図3におけるステップS2の座標点数の検出を2本の指の座標点間距離の検出(ステップP2)に代えることで、2本の指によるタイムスケールの変更が可能になる。その他のステップP1、P3〜P7は、
図3に示すステップS1、S3〜S7と同様である。
【0051】
図13A、
図13Bは、タイムスケール変更手順の具体例を示す図である。
図13A、
図13Bの表に示す座標点間距離について、人差し指と中指との距離をX
人,中、人差し指と薬指との距離をX
人,薬、人差し指と小指との距離をX
人,小と表わしている。
【0052】
上記のように指間の距離により判定することで、3点以上の多点検出が可能なタッチパネル以外であっても操作が可能になる。これは端末の低価格化の影響で低価格なタッチパネルを採用せざるを得ない場合に有用である。
【0053】
以上の例において、小型携帯端末100、200の動作は、プログラムの実行により行なうことができる。なお、上記の例では、指の本数や複数の指の間隔でタイムスケールを変化させているが、タッチパネルに接する指の所定方向への所定距離の移動であってもよい。たとえば、移動距離検出部11に移動角度決定部101および移動方向判定部103を設け、指の移動の方向で、タイムスケールを変更可能にすることができる。指の操作が縦移動と判定された場合は、表示する時間幅自体を変更することも可能である。また、指の本数や複数の指の間隔によるタイムスケールの指定と指の移動による指定とを同時に受け付けてもよい。
【0054】
図14は、縦移動の判定に対するタイムスケール表示の変化を示す図である。
図14に示すように縦移動と判定された場合には、2本の指の座標点間距離に応じてスケールを変えてもよい。また、第1の実施形態で説明したのと同様に、現在表示中のタイムスケールから相対的に変更されたタイムスケールでも良い。

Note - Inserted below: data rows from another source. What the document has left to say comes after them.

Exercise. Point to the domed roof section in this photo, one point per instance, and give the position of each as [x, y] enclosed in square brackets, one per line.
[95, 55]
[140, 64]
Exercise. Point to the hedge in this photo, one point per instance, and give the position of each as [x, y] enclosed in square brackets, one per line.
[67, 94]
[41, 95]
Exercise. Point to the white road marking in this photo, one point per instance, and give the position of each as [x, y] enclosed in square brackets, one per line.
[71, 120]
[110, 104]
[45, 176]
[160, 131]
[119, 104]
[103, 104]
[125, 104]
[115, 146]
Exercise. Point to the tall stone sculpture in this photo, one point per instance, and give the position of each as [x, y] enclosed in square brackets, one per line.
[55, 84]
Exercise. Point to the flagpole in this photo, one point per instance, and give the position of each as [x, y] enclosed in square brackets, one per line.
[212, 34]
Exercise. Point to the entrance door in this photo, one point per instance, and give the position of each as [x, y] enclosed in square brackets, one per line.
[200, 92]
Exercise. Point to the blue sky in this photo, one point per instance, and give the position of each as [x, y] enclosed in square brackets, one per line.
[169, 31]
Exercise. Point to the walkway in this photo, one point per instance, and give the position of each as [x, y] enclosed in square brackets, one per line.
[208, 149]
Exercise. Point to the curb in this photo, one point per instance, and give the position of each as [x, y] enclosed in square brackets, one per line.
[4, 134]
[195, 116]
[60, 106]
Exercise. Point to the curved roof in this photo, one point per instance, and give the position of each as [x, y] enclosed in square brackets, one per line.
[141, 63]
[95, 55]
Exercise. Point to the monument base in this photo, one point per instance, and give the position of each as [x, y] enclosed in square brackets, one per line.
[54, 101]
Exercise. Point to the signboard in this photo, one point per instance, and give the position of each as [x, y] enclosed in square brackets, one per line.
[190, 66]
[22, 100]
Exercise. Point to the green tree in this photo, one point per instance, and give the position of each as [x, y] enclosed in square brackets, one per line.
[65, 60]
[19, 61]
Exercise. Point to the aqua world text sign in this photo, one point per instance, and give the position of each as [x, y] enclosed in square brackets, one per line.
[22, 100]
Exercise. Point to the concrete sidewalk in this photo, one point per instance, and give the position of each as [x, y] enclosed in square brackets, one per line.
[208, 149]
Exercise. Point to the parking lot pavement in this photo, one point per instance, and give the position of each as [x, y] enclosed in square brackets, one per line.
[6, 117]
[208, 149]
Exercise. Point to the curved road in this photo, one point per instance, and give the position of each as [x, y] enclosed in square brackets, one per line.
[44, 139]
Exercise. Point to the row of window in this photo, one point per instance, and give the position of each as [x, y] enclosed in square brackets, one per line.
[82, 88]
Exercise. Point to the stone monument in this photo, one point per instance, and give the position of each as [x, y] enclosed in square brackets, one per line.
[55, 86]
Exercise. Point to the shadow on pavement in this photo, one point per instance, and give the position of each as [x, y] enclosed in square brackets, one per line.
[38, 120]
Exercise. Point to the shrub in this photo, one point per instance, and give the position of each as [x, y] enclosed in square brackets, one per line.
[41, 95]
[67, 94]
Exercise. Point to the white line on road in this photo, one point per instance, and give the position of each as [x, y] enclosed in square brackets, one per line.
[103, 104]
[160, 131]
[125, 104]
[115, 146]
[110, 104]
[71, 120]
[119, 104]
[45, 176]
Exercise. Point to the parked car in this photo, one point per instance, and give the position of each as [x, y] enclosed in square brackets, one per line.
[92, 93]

図15は、2本の指の座標点間距離とタイムスケールと対応付けるテーブルの例を示す図であり、
図10と同様である。
【0055】
また多点検出が可能なタッチパネルを用いる場合、
図16に示す指間隔決定部301により
図17に示す動作を実行することで、簡単に、個人に応じて異なる指間の距離を、個人ごとに決定することができる。
【0056】
(小型携帯端末の動作)
図16は、指間距離・タイムスケール保持部の構成を示すブロック図である。指間距離・タイムスケール保持部207は、4本の指間隔を決定する指間隔決定部301を備える。
図17は、指間の距離を個人ごとに決定する手順を示すフローチャートである。まず、アプリケーションの初期立ち上げの際に、ユーザが親指を除く4本の指でディスプレイに触れ、小型携帯端末200は、座標点を検出する(ステップQ1)。その上で、小型携帯端末200は、各々の指の間隔を測定する(ステップQ2)。
【0057】
(指間距離の判定)
図18は、指間距離のしきい値の設定方法を示す図である。測定する指間隔は(1)人差し指・中指間、中指・薬指間、薬指・小指間、(2)人差し指・薬指間、中指・小指間、(3)人差し指・小指間である。それぞれの指間隔について、距離を計測する。例えば
図18に示す例でそれぞれ、(1)1.0、1.2、1.1、(2)1.8、1.6、(3)2.8と計測されたとする。このときそれぞれの番号に属する値の最小値・最大値から、これらの指の距離判定を行なうしきい値を決定する。
【0058】
(1)の最大値と(2)の最小値を比べると、1.2と1.6となっており、この間に(1)と(2)の距離を判別するしきい値を設けることが望ましいため、これらを平均した1.4をしきい値とする。同様に(2)と(3)の最大値および最小値は、1.8、2.8のため、2.3がしきい値となる。これらをまとめると、ユーザのふれた指の間隔が、1.4以下であれば(1)、1.4より大きく2.3以下であれば(2)、2.3より大きければ(3)と判断できる。
【0059】
以上のように、第2の実施形態では、指の接触点距離によって、タイムスケールの上部バーの表示と移動速度を変化させることができる。これにより、第1の実施形態の効果に加え、3点以上の多点検出が可能なタッチパネル以外であっても操作が可能になる。これは端末の低価格化の影響で低価格なタッチパネルを採用せざるを得ない端末での操作において有用である。
【0060】
なお、上記の例以外にも、指の接触面積から指を特定して、所定の指の接触によりタイムスケールの指定を行なってもよい。